O Hospital Infanta Leonor é um hospital público que funciona num modelo misto, em que os serviços clínicos são prestados por pessoal contratado pela administração regional e os restantes serviços, como cafetaria, segurança ou lavandaria, são prestados por uma empresa privada. A terceirização do departamento de dor não significa que a empresa privada que presta todos esses serviços os assuma, mas sim que o departamento procura alguém que possa atender a essas necessidades fora do centro.

Marta Carmona, representante do Mas Madrid, não tem dúvidas de que o grupo Quirón é o beneficiário deste novo concurso. “Quirón pode concorrer a todos os contratos porque é financiado por dinheiro público da Comunidade de Madrid e pode, portanto, apresentar propostas muito interessantes em comparação com outras empresas”, observa.

O deputado vincula o modelo desta privatização ao do hospital Torrejón, cujo diretor, conforme noticiou o EL PAÍS, pediu aos gestores do centro que deixassem de atender os pacientes que ganham menos. “Temos que lembrar que os pacientes atendidos no setor de dor são pacientes de alto custo porque precisam tentar muito antes de se sentirem melhor”, explica. “Se forem para uma unidade privada, não se preocuparão em encontrar o melhor tratamento, mas sim aquele que for mais barato”.

Segundo CC OO, alguns dos pacientes da Infanta Leonor que necessitaram desse tratamento foram atendidos por um cirurgião de trauma e duas enfermeiras no Centro Médico Vicente Soldevilla, em Puente de Vallecas.
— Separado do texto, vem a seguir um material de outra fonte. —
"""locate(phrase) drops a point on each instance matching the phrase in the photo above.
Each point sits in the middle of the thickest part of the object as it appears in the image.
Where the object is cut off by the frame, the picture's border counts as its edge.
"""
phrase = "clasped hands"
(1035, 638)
Porém, por não possuírem unidade cirúrgica ambulatorial para realizar os procedimentos, muitos foram encaminhados ao setor de dor do Hospital Gregorio Marañon. “O problema é que Marañon, em muitos casos, nos recusa a aceitar pacientes porque estão supersaturados”, diz Maina Nunez, delegada do CC OO da Infanta Leonor.

A Comunidade de Madrid procura agora externalizar este serviço ou, de forma equivalente, privatizá-lo. “É impossível que um hospital desenvolva um serviço adequado devido aos seus próprios recursos limitados, à complexidade e especificidade do tratamento, pois carece de recursos para o fazer, tanto humanos como materiais, devido ao nível de complexidade e especialização necessários para poder realizar este tipo de tratamentos no prazo exigido e promover a recuperação dos pacientes que deles necessitam”, confirmam num dos relatórios do concurso.